An der Krippe wird seit 46 Jahren gearbeitet

Sehenswert: Die Aiko-Krippe in Salzburg

Eine Besonderheit in der Stadt Salzburg ist in der Weihnachtszeit die vier Meter lange, zwei Meter tiefe und 3,50 Meter hohe Aiko-Krippe mit über 300 selbst gebastelten Figuren, die sich versteckt in der Steingasse 35 befindet. Zu betrachten ist sie bis 6. Jänner 2010 jeweils am Samstag und Sonntag sowie am 24., 25. und 26. Dezember zwischen 13.00 und 18.00 Uhr. Der Eintritt ist gratis.

Die Aiko-Krippe wurde im Laufe von 46 Jahren von Brigitte Aichhorn-Kosina (deshalb der Name Aiko, Anm.) gebaut. Es begann 1963 mit einer kleinen Tischkrippe mit Maria, Josef und dem Kind, etwas Tannengrün und einem Rauschgoldengel. Das nächste Jahr kamen Ochs und Esel, drei Hirten und ein Paar Schafe unter einer Wurzel dazu. Von Jahr zu Jahr wurde ein Fach mehr im Bücherregal ausgeräumt, um dem steigenden Platzbedarf für die Krippe nachzukommen. Es entstanden die Stadt Bethlehem und das alpenländische Krippendorf.

Die Krippe begann beinahe die gesamte Bücherwand zu füllen, das Wohnzimmer wurde nahezu unbewohnbar. Die Krippe wanderte in das Büro "Arbeitsgruppe Raumplanung" in die Griesgasse und füllte nach wenigen Jahren fast das gesamte Besprechungszimmer. Das alljährliche Auf- und Abbauen wurde schon zum Problem, war aber immer ein deutliches Zeichen für die Mitarbeiter und Besucher: "Weihnachten steht vor der Tür". Erst 2004 nach der Übersiedelung in die Steingasse fand die Krippe einen Platz, wo sie das ganze Jahr hindurch stehen bleiben kann und lediglich durch eine mobile Trennwand von der Galerie getrennt wird.

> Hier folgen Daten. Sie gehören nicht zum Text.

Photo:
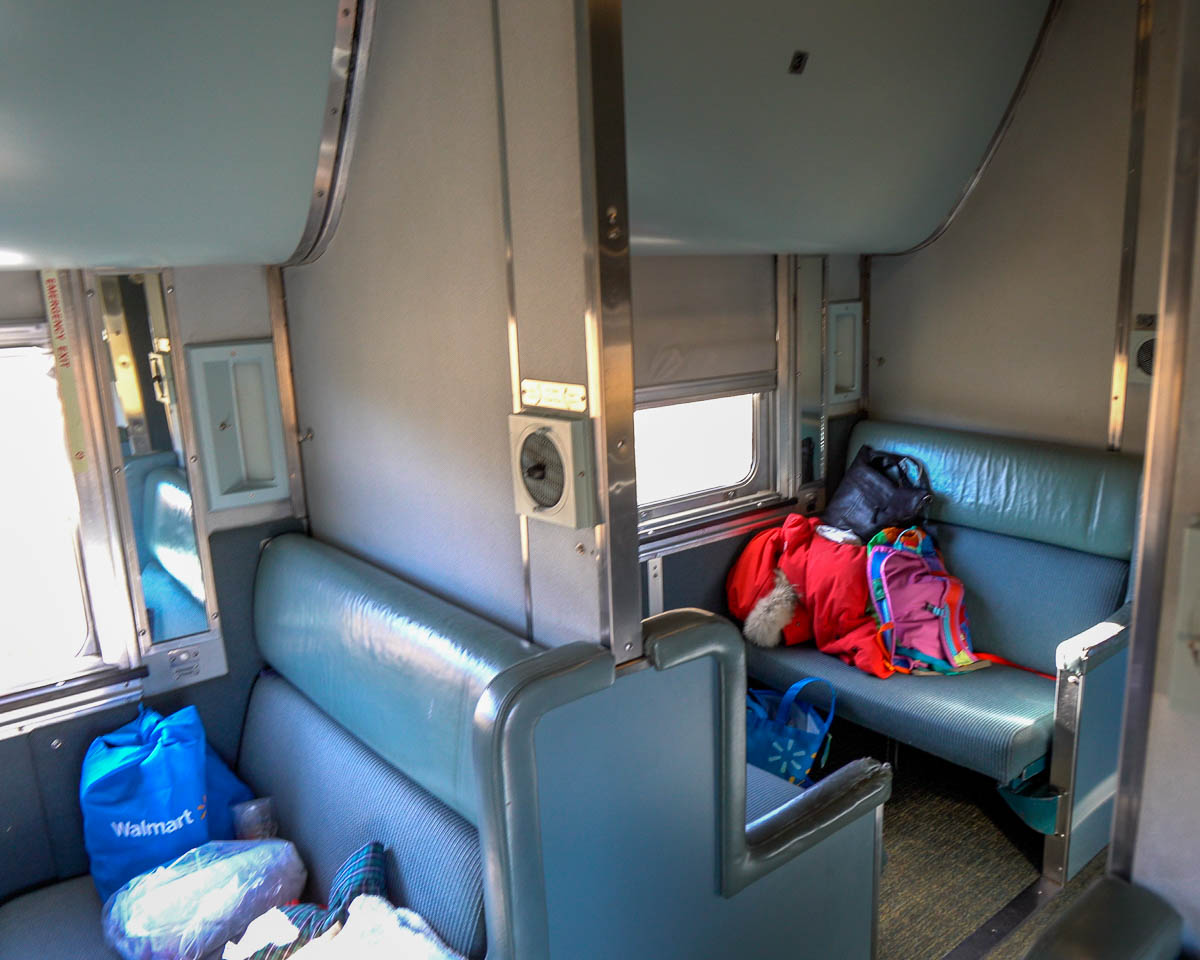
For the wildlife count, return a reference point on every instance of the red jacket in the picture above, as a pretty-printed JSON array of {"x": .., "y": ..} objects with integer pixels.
[{"x": 833, "y": 597}]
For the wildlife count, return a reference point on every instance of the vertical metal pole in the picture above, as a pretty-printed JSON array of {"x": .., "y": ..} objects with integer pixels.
[
  {"x": 1129, "y": 231},
  {"x": 511, "y": 297},
  {"x": 786, "y": 408},
  {"x": 1162, "y": 444},
  {"x": 610, "y": 339}
]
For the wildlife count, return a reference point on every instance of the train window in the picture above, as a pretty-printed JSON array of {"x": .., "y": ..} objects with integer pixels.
[
  {"x": 701, "y": 457},
  {"x": 46, "y": 625}
]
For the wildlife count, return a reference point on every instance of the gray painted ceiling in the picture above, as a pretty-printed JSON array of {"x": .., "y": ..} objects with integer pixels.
[{"x": 867, "y": 150}]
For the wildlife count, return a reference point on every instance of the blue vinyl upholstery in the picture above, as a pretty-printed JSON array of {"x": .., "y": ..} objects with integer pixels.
[
  {"x": 1023, "y": 597},
  {"x": 391, "y": 663},
  {"x": 333, "y": 795},
  {"x": 1041, "y": 535},
  {"x": 995, "y": 720},
  {"x": 55, "y": 923},
  {"x": 172, "y": 577},
  {"x": 1066, "y": 496}
]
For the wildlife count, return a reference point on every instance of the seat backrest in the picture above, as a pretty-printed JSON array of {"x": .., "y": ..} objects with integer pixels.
[
  {"x": 1065, "y": 496},
  {"x": 367, "y": 733},
  {"x": 1041, "y": 535},
  {"x": 402, "y": 670},
  {"x": 331, "y": 795}
]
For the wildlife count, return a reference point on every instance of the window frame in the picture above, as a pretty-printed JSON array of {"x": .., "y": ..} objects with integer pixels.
[
  {"x": 113, "y": 675},
  {"x": 208, "y": 646},
  {"x": 756, "y": 490}
]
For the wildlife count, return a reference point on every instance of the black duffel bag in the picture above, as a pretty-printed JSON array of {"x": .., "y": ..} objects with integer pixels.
[{"x": 877, "y": 491}]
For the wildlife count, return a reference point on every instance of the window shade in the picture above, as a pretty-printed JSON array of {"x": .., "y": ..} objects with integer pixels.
[{"x": 702, "y": 319}]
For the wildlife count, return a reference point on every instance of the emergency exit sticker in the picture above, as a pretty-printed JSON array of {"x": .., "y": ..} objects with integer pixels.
[
  {"x": 571, "y": 397},
  {"x": 65, "y": 370}
]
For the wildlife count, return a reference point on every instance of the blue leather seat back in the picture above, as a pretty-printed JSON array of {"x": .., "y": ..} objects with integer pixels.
[
  {"x": 1063, "y": 496},
  {"x": 333, "y": 795},
  {"x": 169, "y": 528},
  {"x": 1024, "y": 598},
  {"x": 136, "y": 469},
  {"x": 399, "y": 667}
]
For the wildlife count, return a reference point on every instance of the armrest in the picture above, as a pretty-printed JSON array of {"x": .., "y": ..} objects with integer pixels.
[
  {"x": 1090, "y": 648},
  {"x": 820, "y": 811},
  {"x": 749, "y": 852}
]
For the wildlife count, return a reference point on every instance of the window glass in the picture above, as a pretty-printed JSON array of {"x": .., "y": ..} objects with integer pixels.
[
  {"x": 43, "y": 617},
  {"x": 688, "y": 448}
]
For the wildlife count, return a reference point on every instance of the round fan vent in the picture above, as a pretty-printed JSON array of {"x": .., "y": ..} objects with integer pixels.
[
  {"x": 1145, "y": 358},
  {"x": 541, "y": 469}
]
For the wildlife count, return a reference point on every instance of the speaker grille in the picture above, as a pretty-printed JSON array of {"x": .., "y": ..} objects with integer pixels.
[
  {"x": 541, "y": 469},
  {"x": 1145, "y": 358}
]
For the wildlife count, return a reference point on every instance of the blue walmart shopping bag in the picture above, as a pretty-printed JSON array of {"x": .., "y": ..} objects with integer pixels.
[
  {"x": 151, "y": 791},
  {"x": 785, "y": 733}
]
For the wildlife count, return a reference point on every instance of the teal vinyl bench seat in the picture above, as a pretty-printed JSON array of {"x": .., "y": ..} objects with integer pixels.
[
  {"x": 1042, "y": 537},
  {"x": 363, "y": 729}
]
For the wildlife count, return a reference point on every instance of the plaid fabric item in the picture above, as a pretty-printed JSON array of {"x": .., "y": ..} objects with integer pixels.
[{"x": 363, "y": 873}]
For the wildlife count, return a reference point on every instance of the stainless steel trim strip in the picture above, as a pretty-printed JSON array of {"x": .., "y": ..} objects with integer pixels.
[
  {"x": 823, "y": 469},
  {"x": 1129, "y": 231},
  {"x": 654, "y": 586},
  {"x": 29, "y": 334},
  {"x": 709, "y": 389},
  {"x": 511, "y": 297},
  {"x": 277, "y": 298},
  {"x": 1063, "y": 756},
  {"x": 609, "y": 322},
  {"x": 195, "y": 469},
  {"x": 1162, "y": 445},
  {"x": 786, "y": 409},
  {"x": 877, "y": 881},
  {"x": 347, "y": 71},
  {"x": 996, "y": 138},
  {"x": 864, "y": 297}
]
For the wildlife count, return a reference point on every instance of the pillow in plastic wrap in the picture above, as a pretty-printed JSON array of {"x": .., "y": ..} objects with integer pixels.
[{"x": 189, "y": 909}]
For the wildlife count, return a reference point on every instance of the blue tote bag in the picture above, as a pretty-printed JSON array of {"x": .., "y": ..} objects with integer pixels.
[
  {"x": 151, "y": 791},
  {"x": 785, "y": 733}
]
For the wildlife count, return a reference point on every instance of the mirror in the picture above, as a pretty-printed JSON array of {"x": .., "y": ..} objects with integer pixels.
[{"x": 138, "y": 364}]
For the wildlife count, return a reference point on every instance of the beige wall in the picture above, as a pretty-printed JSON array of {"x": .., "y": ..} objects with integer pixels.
[
  {"x": 1007, "y": 322},
  {"x": 399, "y": 331}
]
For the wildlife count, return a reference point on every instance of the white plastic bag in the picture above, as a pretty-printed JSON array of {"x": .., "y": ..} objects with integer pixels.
[{"x": 190, "y": 907}]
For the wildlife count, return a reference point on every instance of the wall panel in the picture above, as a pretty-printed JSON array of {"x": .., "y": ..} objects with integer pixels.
[
  {"x": 1006, "y": 323},
  {"x": 399, "y": 331}
]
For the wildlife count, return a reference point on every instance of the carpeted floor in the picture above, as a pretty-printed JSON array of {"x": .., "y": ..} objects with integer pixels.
[{"x": 955, "y": 855}]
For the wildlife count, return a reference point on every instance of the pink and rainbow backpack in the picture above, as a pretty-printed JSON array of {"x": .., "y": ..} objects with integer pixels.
[{"x": 923, "y": 623}]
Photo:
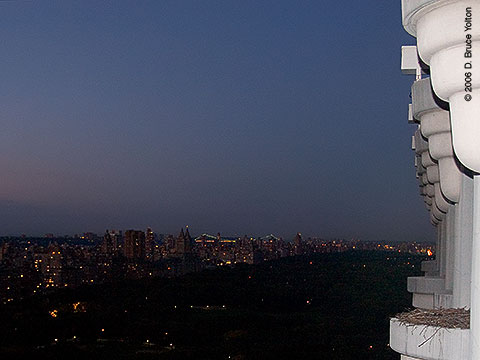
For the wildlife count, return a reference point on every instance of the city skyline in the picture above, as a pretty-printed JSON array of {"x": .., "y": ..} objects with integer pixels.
[{"x": 258, "y": 118}]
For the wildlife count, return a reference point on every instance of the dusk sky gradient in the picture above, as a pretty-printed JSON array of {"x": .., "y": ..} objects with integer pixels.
[{"x": 239, "y": 117}]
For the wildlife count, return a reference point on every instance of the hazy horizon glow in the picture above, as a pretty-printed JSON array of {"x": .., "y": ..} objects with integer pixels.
[{"x": 231, "y": 117}]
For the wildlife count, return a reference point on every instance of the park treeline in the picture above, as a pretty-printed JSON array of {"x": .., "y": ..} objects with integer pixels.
[{"x": 323, "y": 306}]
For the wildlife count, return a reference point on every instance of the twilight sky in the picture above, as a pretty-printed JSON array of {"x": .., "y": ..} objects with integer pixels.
[{"x": 244, "y": 117}]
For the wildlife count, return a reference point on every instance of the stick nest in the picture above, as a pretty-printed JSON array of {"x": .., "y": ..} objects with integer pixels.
[{"x": 440, "y": 318}]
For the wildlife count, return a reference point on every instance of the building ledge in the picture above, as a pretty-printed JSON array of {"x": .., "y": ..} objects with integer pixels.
[
  {"x": 426, "y": 285},
  {"x": 429, "y": 342}
]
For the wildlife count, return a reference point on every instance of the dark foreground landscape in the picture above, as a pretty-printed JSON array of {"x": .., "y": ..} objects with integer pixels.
[{"x": 324, "y": 306}]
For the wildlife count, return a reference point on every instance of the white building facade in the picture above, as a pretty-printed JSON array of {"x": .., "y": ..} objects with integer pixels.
[{"x": 446, "y": 110}]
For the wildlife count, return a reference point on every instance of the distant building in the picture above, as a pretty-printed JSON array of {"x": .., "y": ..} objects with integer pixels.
[{"x": 134, "y": 245}]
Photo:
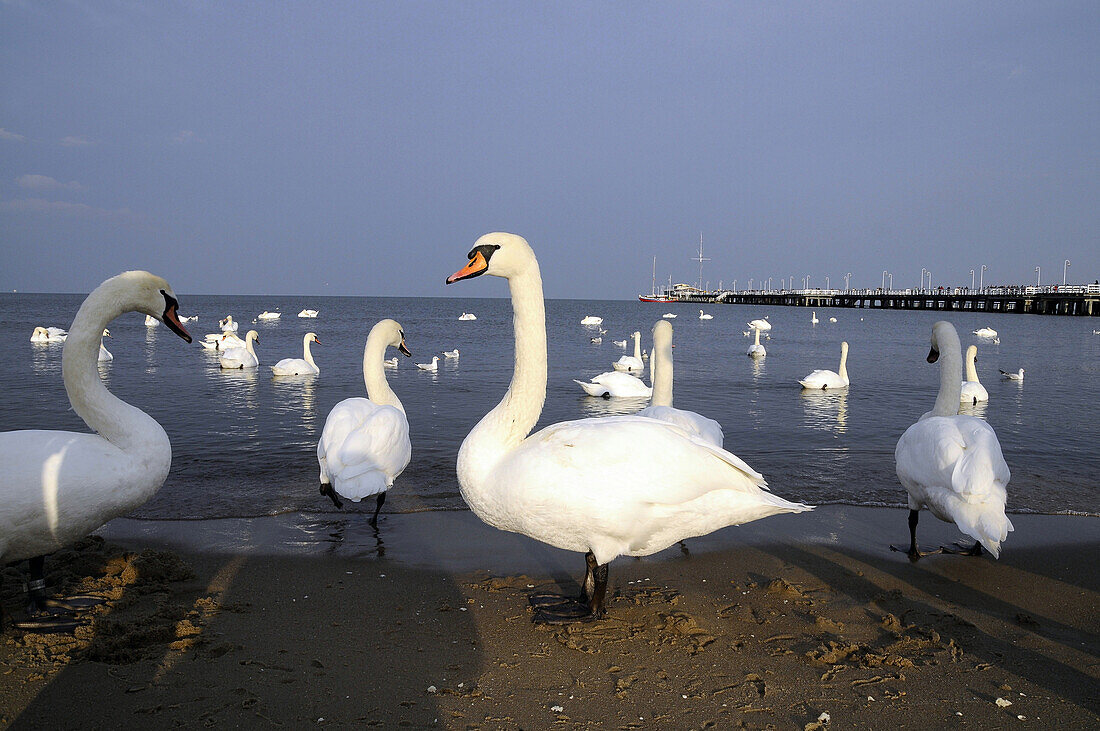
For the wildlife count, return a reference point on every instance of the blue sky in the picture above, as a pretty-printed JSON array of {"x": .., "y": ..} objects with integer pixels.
[{"x": 361, "y": 147}]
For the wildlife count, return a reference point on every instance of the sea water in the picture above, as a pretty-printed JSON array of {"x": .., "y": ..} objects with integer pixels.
[{"x": 244, "y": 443}]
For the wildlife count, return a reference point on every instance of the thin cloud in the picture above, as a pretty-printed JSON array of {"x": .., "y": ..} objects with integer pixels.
[
  {"x": 76, "y": 141},
  {"x": 45, "y": 183}
]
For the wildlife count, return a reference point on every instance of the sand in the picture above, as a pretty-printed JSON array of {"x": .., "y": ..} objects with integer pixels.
[{"x": 791, "y": 622}]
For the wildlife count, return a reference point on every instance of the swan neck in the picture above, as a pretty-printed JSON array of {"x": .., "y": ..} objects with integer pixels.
[
  {"x": 114, "y": 420},
  {"x": 374, "y": 372}
]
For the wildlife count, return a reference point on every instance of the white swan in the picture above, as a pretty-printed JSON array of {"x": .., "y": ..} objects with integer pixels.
[
  {"x": 48, "y": 335},
  {"x": 952, "y": 464},
  {"x": 627, "y": 363},
  {"x": 615, "y": 384},
  {"x": 972, "y": 391},
  {"x": 661, "y": 408},
  {"x": 303, "y": 366},
  {"x": 756, "y": 350},
  {"x": 105, "y": 355},
  {"x": 55, "y": 486},
  {"x": 605, "y": 486},
  {"x": 241, "y": 357},
  {"x": 826, "y": 379},
  {"x": 365, "y": 442}
]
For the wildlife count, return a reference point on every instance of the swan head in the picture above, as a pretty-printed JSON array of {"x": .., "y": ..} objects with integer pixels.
[
  {"x": 394, "y": 334},
  {"x": 499, "y": 254}
]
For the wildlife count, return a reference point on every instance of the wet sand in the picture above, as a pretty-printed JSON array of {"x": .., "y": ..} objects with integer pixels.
[{"x": 295, "y": 621}]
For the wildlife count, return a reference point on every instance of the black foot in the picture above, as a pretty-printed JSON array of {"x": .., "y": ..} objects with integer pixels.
[
  {"x": 963, "y": 550},
  {"x": 915, "y": 555}
]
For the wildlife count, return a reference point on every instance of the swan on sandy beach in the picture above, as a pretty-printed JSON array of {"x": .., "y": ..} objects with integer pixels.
[
  {"x": 952, "y": 464},
  {"x": 365, "y": 442},
  {"x": 660, "y": 407},
  {"x": 242, "y": 357},
  {"x": 604, "y": 486},
  {"x": 825, "y": 378},
  {"x": 303, "y": 366},
  {"x": 972, "y": 391},
  {"x": 56, "y": 486}
]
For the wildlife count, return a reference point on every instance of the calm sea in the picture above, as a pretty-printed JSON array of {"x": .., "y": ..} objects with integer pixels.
[{"x": 244, "y": 443}]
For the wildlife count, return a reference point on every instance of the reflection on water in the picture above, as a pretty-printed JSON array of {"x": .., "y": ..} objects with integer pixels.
[
  {"x": 594, "y": 406},
  {"x": 826, "y": 410}
]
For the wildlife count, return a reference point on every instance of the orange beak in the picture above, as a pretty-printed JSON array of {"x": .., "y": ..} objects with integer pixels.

Die Bevölkerung der Krippe zählte nach der letzten "Volkszählung" (2004) 309 Figuren: Die Hl. Familie (3), eine Schar Engel (82), Dorfbewohner (63), Stadtbevölkerung (81), die Heiligen Drei Könige mit Gefolge (51) und Tiere (29). Die soziale Infrastruktur ist sehr gut ausgebildet: Asiatische Lebensmittel, Trafik, Buchhandlung, Reisebüro Apotheke, Arztpraxis, Damenschneiderei, koschere gemischte Warenhandlung, Bauernmarkt, Musikhandlung, eine Galerie; Volksschule, Wirtshaus und Kirche bilden das Dorfzentrum.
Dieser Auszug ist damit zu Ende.